Now, this is supposed to be a movie review and not a political rant. So, how does all this pertain to the product that Hollywood fills the nation’s movie screens with on a weekly basis? Specifically, how does it apply to “Inferno,” Ron Howard’s adaptation of the Dan Brown bestseller of the same name?
Well, with a third, and more pointed, question: To wit, if you had been hired to tell a tall tale of high implausibility, one filled both with enough red herrings to feed a borough of Beijing and more absurdities than a Samuel Beckett stage play, what style would you adopt?
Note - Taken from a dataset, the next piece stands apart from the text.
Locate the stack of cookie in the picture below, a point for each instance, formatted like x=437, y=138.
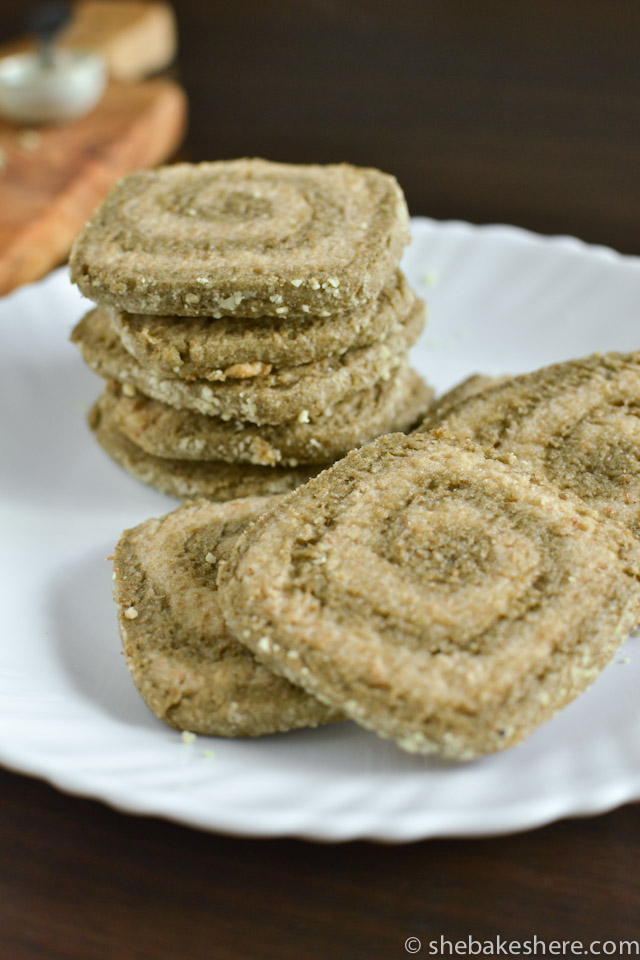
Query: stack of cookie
x=450, y=590
x=252, y=322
If you were Ron Howard, that style might involve varying blends of, say, denial, obfuscation, misdirection and outright lies.
“Inferno” gives us a familiar Brown protagonist, Robert Langdon, a Harvard professor of religious inconography and – better consult your dictionary here – symbology. Playing Langdon for the third time, Tom Hanks gives his standard everyman performance – though this time he is forced mostly to reel from frame to frame, both because of several blows to Langdon’s head and – not to give too much away – other mind-altering means.
The resulting confusion he experiences is only fitting, since this reflects the filmmaking style that Howard has chosen for, I suspect, a couple of reasons.
One, Howard, who is now 62, may think – mistakenly – that a continually moving camera will make him seem more contemporary. Two, he also apparently thinks that the best way to cover up the deficits of a weak storyline is to immerse Langdon in a crazy mystery that Sherlock Holmes would have trouble figuring out.
That mystery involves, among other things, Dante’s vision of Hell, the plague of overpopulation, a crazed billionaire and his shadowy minions, a virus that threatens to decimate the human race and clues to a puzzle situated in some of the world’s great architectural treasures – Florence’s famous Duomo and Istanbul’s grand museum, the Hagia Sophia.
Howard’s decision to show us these majestic sights is the single treat that his “Inferno” offers. Otherwise, as Shakespeare might say, the film feels like an attempt to dazzle the audience with the kind of sound and fury that, ultimately, signifies nothing.